L'administration n'est pas unanime quant à l'attitude à adopter vis-à-vis de l'Iran, de même sur la scène internationale, les avis sont partagés.
Qui freine?
Steve Witkoff et Jared Kushner, deux hommes clés du Président américain dans la région, incarnent le camp diplomatique au sein de l'administration Trump, déterminé à privilégier la diplomatie avec l'Iran. Ils veulent éviter toute escalade régionale qui pourrait compromettre les ambitions américaines de stabilisation du Moyen-Orient. La retenue que prônent les deux envoyés américains a été à l'ordre du jour de leurs discussions avec le Premier ministre israélien hier soir (samedi) en Israël.
Leur démarche bénéficie du soutien du Qatar, de l'Arabie saoudite et de la Turquie, ce nouvel axe sunnite qui a récemment normalisé ses relations avec Téhéran. Riyad, dont les positions anti-iraniennes étaient jusqu'ici virulentes, a sensiblement adouci sa rhétorique publique.
Qui pousse?
Face à eux, la majorité des conseillers et ministres de Trump défendent une ligne dure.
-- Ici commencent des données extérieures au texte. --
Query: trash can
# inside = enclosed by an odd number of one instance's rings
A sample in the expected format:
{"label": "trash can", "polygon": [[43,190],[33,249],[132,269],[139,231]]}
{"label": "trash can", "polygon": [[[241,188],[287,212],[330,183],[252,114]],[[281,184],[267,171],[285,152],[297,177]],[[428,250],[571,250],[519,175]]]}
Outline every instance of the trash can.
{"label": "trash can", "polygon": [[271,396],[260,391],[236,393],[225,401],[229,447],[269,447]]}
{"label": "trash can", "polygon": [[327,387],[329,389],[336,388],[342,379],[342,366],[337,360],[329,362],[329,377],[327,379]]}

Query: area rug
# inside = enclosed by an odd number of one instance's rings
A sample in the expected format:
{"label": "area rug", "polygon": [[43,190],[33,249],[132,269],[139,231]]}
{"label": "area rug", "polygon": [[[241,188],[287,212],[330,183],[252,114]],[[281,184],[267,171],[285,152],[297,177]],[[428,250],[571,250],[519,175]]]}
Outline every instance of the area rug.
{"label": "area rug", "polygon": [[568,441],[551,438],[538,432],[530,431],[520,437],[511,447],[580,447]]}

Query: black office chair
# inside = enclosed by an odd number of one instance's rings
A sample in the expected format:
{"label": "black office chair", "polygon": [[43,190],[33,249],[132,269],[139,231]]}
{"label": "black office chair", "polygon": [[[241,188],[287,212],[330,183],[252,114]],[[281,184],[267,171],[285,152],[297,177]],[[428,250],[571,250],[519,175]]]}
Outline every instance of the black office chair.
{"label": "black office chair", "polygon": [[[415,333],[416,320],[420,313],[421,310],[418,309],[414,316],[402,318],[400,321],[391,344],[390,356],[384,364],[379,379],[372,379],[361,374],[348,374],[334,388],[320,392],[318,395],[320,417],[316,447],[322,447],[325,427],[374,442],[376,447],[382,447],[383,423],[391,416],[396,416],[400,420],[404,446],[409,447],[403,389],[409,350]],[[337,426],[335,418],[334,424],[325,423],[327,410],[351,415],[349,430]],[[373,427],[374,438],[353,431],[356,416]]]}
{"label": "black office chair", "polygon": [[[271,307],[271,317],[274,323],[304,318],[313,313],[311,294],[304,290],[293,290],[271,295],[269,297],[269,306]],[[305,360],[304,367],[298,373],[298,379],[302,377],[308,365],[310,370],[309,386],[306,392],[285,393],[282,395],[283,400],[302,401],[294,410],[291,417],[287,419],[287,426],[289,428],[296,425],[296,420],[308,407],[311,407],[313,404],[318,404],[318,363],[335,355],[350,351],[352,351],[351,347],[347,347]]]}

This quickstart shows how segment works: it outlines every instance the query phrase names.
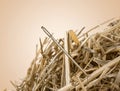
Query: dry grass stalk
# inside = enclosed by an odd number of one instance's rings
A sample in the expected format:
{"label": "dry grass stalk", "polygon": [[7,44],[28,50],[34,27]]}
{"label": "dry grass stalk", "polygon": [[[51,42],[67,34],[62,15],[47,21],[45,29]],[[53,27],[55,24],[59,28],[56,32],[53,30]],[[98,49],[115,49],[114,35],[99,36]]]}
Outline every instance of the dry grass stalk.
{"label": "dry grass stalk", "polygon": [[[42,27],[49,38],[39,40],[24,80],[11,82],[16,91],[119,91],[120,20],[111,20],[58,40]],[[105,31],[89,35],[104,24]]]}

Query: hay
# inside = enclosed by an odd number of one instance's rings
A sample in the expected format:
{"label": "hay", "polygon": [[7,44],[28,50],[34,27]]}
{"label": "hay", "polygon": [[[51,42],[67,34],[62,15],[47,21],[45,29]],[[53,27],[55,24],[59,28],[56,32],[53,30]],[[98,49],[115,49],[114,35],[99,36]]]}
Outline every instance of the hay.
{"label": "hay", "polygon": [[49,37],[40,39],[24,80],[11,82],[16,91],[120,91],[119,19],[103,32],[81,34],[83,27],[57,40],[42,29]]}

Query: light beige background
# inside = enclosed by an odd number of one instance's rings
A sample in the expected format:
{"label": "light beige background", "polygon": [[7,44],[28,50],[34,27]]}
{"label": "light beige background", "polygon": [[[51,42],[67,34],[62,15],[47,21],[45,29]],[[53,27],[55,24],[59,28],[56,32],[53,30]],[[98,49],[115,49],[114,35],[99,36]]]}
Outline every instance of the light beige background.
{"label": "light beige background", "polygon": [[120,0],[0,0],[0,91],[26,75],[44,25],[55,37],[120,16]]}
Le vice-président J.D. Vance, le secrétaire d'État Marco Rubio et le secrétaire à la Défense Pete Hegseth plaident pour une frappe décisive visant à renverser – ou du moins affaiblir considérablement – le régime iranien. Pour eux, au-delà de l'impératif moral, cette option représente un choix stratégique majeur susceptible de servir durablement les intérêts américains dans la région.
Israël soutient aussi cette approche musclée et n'est pas le seul. Les Émirats arabes unis, plusieurs pays européens dont la Grande-Bretagne, s'y rallient également. Ces nations se sont engagées à fournir l'appui logistique et les renseignements nécessaires à l'armée américaine en cas d'offensive. Elles participeraient aussi à l'interception des missiles et drones iraniens susceptibles de viser des objectifs stratégiques : Israël, les bases américaines, voire les installations pétrolières du Golfe.
Si l'étau semble se resserrer autour de Téhéran alors que les organisations de défense des droits de l'homme font état de plus de 22000 morts dans les répressions, la manière dont le Président Trump décidera de trancher n'est toujours pas claire: ''Vous verrez bien'', a-t-il lancé à des journalistes qui lui posaient la question.